Four studies presented at the Alzheimer’s Association International Conference tied walking ability to memory and cognitive decline, and the findings may one day help doctors diagnose the disease earlier, researchers said.
In a press release, the first study author Dr. Stephanie A. Bridenbaugh, a researcher at the Basel Mobility Center in Switzerland said, “Mobility impairments are often associated with dementia, and some gait changes may even appear before cognitive decline can be detected by traditional testing methods. When problems emerge, this may provide early detection of fall risk and the earliest stages of cognitive impairment in older adults. An analysis of a patient's gait won't replace a comprehensive neurological exam for diagnosing Alzheimer's, but it may be a helpful tool for detecting disease progression.”
In the second study, the researchers found slower walkers with a lower cadence and less of a stride length were more likely to have problems in cognitive and memory functions, compared to faster walking counterparts.
The third study found how a person walks in the home may predict cognitive decline. The researchers found slower walking speeds in the home were linked with smaller brain size, and more associated with less volume in the hippocampus. Researchers believe that how a person walks at home may be a better indicator of cognitive problems.
The third study author Dr. Lisa Silbert, a researcher at Oregon Health & Science University at Portland said, "Walking speed taken at a single time point may over-estimate walking abilities in the elderly. Our data suggests that continuous in-home monitoring may provide a more accurate reflection of walking speed and may be more sensitive at detecting motor changes associated with future cognitive decline."
The last of the studies researchers from Tohoku University Graduate School of Medicine in Sendai, Japan, measured the connection between gait and cognition.
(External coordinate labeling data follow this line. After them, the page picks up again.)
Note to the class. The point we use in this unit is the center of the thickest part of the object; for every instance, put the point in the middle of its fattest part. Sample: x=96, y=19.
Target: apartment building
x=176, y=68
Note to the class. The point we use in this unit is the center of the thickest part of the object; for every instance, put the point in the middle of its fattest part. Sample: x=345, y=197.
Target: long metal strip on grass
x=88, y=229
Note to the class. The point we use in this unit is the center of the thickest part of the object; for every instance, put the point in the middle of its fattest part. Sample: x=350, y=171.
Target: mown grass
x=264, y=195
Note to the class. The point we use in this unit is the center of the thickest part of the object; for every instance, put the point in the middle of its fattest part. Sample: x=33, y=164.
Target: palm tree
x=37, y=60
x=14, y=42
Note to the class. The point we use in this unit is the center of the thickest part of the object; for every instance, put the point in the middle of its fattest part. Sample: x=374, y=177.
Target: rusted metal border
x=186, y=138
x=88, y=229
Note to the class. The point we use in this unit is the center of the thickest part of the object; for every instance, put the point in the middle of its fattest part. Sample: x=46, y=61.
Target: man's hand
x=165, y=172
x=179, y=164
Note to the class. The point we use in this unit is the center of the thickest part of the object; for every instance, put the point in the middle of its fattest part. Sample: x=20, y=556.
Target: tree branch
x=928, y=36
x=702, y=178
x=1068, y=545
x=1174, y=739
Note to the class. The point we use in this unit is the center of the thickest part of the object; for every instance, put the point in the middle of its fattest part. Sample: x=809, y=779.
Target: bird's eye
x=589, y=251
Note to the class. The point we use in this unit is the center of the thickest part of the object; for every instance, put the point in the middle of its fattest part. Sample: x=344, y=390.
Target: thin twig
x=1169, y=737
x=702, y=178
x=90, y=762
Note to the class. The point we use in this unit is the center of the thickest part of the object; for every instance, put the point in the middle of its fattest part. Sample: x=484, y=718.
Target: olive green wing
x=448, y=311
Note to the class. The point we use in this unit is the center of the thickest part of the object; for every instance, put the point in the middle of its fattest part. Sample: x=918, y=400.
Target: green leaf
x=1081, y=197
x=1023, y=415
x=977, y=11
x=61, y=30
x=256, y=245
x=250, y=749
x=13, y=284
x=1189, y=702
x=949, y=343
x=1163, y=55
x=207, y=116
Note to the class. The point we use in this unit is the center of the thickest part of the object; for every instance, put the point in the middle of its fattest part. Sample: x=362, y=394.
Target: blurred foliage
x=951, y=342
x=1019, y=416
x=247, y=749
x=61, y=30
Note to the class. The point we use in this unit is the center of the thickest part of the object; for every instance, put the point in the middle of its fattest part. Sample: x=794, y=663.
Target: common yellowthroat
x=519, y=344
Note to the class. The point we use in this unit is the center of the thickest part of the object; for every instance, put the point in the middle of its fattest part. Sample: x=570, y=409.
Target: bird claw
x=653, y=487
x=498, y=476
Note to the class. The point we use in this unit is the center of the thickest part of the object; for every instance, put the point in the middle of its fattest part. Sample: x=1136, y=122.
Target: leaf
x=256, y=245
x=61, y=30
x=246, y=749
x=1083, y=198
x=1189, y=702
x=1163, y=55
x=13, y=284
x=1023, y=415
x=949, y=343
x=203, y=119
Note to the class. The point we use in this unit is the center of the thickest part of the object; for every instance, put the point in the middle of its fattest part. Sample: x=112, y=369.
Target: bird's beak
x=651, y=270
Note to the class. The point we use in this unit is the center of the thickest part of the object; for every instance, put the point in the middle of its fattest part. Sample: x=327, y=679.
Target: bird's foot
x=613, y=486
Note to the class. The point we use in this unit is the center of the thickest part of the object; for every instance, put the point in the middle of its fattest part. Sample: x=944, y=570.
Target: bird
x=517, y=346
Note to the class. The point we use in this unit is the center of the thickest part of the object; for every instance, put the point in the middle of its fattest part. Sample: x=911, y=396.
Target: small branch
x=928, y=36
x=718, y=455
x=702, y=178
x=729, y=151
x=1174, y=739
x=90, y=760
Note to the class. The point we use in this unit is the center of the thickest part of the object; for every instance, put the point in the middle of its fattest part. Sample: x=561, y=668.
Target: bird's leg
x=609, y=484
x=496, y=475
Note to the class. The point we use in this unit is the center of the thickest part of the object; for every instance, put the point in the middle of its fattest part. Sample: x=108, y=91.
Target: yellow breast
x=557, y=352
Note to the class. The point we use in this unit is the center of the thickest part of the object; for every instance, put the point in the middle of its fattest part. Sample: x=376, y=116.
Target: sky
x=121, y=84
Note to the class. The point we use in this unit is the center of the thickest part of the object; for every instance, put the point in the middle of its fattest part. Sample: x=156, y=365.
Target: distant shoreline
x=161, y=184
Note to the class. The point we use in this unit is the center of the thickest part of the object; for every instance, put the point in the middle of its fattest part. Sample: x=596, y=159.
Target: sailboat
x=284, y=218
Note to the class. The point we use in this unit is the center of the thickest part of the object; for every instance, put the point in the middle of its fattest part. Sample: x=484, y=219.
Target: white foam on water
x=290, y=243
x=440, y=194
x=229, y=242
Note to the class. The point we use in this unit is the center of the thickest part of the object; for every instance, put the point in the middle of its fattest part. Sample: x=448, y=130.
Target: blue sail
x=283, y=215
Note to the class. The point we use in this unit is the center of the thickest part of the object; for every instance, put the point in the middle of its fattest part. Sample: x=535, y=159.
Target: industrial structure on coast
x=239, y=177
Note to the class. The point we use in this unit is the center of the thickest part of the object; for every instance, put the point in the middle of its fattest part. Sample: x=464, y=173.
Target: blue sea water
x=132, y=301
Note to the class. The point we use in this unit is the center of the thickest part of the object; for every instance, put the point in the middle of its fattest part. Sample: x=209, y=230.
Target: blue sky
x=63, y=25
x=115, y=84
The study showed that EWQ gait speed was drastically decreased as a person's symptoms of dementia increased.
The study author Kenichi Meguro of Tohoku University said. "Gait should no longer be considered a simple, automatic, motor activity that is independent of cognition. They are linked."
Dr. William Thies, chief medical and scientific officer for the Alzheimer's Association, summarized the research saying, "With an aging baby boomer generation advancing into greater risk for Alzheimer's and dementia, it is important for physicians to be aware of the associations between gait and mental function. These studies suggest that observing and measuring gait changes could be a valuable tool for signaling the need for further cognitive evaluation."